Hello, friends. I am Toshi. Today I update my weekly letter. This week’s topic is “e-mail”. Now everyone uses email to communicate with customers, colleagues and families. It is useful and efficient. However, if you try to read massive amounts of e-mails at once manually, it takes a lot of time. Recently, computers can read e-mail and classify potentially relevant e-mail from others instead of us. So I am wondering how computers can do that. Let us consider it a little.
1. Our words can become “data”
When we hear the word “data”, we imagine numbers in spreadsheets. This is a kind of “traditional” data. Formally, it is called “structured data”. On the other hand, text such as words in e-mail, Twitter, Facebook can be “data”, too. This kind of data is called “unstructured data“. Most of our data exist as “unstructured data” around us. However, computers can transform these data into data that can be analyzed. This is generally an automated process. So we do not need to check each of them one by one. Once we can create these new data, computers can analyze them at astonishing speed. It is one of the biggest advantages to use computers in analyzing e-mails.

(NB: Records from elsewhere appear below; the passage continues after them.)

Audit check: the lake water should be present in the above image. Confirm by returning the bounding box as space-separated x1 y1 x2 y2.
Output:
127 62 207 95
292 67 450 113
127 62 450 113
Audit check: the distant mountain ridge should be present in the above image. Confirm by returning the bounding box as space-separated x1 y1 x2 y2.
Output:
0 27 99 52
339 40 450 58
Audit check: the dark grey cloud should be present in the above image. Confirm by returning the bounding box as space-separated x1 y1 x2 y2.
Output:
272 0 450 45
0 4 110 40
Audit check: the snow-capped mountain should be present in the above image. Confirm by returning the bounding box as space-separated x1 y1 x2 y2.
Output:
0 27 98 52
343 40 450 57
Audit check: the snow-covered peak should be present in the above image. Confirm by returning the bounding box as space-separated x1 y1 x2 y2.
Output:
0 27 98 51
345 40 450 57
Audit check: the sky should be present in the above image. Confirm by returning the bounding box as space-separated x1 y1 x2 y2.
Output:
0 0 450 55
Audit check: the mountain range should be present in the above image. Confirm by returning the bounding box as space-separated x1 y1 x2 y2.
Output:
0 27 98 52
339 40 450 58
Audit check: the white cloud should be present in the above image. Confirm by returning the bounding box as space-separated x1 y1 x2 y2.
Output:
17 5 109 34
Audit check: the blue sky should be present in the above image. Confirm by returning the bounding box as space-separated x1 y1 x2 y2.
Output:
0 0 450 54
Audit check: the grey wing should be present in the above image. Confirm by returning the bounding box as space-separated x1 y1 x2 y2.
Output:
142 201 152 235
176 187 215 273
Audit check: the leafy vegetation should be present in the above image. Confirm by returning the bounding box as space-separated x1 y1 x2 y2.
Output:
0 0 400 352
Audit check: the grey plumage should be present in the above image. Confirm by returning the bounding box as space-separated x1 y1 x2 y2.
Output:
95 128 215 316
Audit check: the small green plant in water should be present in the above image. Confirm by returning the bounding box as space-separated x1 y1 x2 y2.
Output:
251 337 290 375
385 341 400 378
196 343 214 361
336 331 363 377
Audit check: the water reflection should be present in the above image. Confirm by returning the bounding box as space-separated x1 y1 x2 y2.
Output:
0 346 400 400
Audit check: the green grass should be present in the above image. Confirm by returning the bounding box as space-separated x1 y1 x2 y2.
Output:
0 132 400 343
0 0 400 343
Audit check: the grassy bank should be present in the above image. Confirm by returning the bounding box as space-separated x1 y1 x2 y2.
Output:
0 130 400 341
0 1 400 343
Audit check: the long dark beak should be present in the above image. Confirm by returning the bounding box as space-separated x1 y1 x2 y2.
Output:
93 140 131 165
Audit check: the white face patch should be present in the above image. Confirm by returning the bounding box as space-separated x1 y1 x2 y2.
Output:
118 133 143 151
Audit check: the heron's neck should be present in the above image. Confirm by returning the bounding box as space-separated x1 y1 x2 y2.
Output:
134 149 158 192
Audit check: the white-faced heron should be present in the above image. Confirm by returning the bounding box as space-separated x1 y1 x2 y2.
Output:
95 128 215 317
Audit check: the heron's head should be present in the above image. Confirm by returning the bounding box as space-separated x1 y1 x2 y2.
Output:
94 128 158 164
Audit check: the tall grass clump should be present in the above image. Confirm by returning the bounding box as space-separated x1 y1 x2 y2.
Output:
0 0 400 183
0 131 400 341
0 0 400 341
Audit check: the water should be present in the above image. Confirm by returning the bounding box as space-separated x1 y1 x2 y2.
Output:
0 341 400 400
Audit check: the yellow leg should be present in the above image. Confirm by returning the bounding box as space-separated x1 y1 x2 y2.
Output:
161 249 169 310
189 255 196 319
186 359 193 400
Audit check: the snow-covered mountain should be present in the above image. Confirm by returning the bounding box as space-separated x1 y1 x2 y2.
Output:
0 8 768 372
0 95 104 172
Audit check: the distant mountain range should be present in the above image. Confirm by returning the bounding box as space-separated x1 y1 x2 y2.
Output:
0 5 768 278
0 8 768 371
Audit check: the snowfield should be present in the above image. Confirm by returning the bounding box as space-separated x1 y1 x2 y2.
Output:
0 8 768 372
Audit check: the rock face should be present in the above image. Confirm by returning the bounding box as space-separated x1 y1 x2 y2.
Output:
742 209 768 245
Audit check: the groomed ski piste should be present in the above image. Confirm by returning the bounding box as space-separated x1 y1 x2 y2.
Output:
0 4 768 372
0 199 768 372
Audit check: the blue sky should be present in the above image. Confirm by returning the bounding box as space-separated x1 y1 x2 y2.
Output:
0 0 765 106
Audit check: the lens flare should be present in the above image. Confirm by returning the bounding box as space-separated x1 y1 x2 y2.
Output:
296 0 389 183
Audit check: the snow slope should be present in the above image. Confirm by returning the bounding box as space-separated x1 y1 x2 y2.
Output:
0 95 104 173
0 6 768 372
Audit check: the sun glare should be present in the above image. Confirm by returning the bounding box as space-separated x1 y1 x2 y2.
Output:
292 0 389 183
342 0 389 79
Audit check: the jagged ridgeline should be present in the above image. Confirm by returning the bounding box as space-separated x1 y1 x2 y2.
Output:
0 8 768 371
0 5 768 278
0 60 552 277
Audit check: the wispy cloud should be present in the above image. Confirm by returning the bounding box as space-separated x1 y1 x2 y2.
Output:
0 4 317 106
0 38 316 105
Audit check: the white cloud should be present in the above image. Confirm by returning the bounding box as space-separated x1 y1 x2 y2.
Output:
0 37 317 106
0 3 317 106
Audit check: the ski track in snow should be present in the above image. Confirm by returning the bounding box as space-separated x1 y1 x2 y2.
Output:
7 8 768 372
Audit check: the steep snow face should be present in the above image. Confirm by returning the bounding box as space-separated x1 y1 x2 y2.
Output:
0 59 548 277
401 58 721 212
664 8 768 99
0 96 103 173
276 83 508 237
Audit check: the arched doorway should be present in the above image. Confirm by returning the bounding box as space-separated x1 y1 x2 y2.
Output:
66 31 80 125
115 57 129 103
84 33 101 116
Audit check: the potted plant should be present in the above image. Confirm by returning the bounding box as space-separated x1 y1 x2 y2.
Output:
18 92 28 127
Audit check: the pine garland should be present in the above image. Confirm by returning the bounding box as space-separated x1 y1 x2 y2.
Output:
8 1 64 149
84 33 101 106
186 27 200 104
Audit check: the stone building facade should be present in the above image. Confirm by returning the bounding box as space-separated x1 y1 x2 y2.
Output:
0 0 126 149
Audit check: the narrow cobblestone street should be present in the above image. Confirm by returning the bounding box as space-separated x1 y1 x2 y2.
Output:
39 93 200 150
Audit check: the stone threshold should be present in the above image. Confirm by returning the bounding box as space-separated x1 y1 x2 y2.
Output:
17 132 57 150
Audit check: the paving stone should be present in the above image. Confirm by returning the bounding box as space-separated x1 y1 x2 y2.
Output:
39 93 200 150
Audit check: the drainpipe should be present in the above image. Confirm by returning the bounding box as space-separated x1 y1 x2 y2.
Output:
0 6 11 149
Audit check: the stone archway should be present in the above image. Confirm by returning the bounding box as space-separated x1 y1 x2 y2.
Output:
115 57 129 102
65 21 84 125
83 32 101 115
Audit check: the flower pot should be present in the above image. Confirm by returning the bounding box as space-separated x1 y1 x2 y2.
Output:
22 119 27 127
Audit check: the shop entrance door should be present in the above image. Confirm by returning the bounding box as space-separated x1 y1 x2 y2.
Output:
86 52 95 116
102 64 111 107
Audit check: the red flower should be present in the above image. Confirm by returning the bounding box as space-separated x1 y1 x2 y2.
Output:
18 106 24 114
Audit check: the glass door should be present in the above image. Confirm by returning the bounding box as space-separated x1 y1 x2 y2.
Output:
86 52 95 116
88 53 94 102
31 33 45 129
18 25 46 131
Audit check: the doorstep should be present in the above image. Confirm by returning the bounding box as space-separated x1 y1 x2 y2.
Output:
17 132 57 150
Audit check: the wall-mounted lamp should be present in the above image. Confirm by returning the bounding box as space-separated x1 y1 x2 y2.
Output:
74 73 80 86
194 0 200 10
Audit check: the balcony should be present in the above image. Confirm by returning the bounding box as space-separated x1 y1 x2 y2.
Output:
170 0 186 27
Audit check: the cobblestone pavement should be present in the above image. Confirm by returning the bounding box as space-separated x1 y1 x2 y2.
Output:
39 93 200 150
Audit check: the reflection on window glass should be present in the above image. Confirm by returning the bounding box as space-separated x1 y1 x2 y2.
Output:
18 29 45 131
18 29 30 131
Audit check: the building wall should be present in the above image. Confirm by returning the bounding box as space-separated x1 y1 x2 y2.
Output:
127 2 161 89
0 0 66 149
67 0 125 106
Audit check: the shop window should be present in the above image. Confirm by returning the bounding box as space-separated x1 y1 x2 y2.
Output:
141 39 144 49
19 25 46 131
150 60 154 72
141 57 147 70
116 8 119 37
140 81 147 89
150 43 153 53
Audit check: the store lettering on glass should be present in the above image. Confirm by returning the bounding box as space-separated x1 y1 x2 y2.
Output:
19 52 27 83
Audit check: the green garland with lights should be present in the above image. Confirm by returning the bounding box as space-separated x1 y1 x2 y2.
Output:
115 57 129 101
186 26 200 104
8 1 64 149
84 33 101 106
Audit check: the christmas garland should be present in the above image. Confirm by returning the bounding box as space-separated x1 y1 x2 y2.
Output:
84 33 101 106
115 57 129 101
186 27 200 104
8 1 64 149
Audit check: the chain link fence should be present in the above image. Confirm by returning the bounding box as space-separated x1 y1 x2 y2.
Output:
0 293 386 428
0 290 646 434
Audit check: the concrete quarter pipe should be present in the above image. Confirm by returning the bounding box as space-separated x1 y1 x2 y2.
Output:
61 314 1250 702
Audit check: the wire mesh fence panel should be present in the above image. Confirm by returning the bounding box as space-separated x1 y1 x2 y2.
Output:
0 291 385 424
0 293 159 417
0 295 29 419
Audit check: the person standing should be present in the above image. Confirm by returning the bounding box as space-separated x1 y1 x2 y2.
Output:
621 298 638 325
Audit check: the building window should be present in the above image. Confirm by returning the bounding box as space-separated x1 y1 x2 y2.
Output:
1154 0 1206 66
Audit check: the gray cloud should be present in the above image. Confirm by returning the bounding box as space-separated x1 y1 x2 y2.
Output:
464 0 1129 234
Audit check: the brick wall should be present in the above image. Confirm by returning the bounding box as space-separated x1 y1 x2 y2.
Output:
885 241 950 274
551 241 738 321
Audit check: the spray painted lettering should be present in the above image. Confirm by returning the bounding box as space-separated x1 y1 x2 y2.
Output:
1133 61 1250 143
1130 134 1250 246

2. Classification comes again
Actually, there are many ways for computers to understand e-mails. These methods are sometimes called “Natural language processing (NLP)“. One of the most sophisticated one is a method using machine learning and understanding the meaning of sentences by looking at the structures of sentences. Here I would like to introduce one of the simplest methods so that everyone can understand how it works. It is easy to imagine that the “number of each word” can be data. For example, ” I want to meet you next week.”. In this case, (I,1), (want,1),(to,1), (meet,1),(you,1), (next,1),(week,1) are data to be analyzed. The longer sentences are, the more words appear as data. For example, we try to analyze e-mails from customers to assess who are satisfied with our products. If the number of positive words, such as like, favorite, satisfy, are high, it might mean customers are satisfied with the products, vice versa. This is a problem of “classification“. So we can apply the same method as I explained before. The “target” is “customers satisfied” or “not satisfied” and “features” are the number of each word.
3. What’s the impact to businesses?
If computers understand what we said in text such as e-mails, we can make the most out of it in many fields. For the marketing, we can analyze the voices of customers from the massive amount of e-mails. For the legal services, computers identify what e-mails are potentially relevant as evidences for litigations. It is called “e-discovery“. In addition to that, I found that Bank of England started monitoring social networks such as Twitter and Facebook in order to research economies. This is a kind of “new-wave” of economic analysis. These are just examples. I think you can create many examples of applications for businesses by yourself because we are surrounded by a lot of e-mails now.
In my view, natural language processing (NLP) will play a major role in the digital economy. Would you like to exchange e-mail with computers?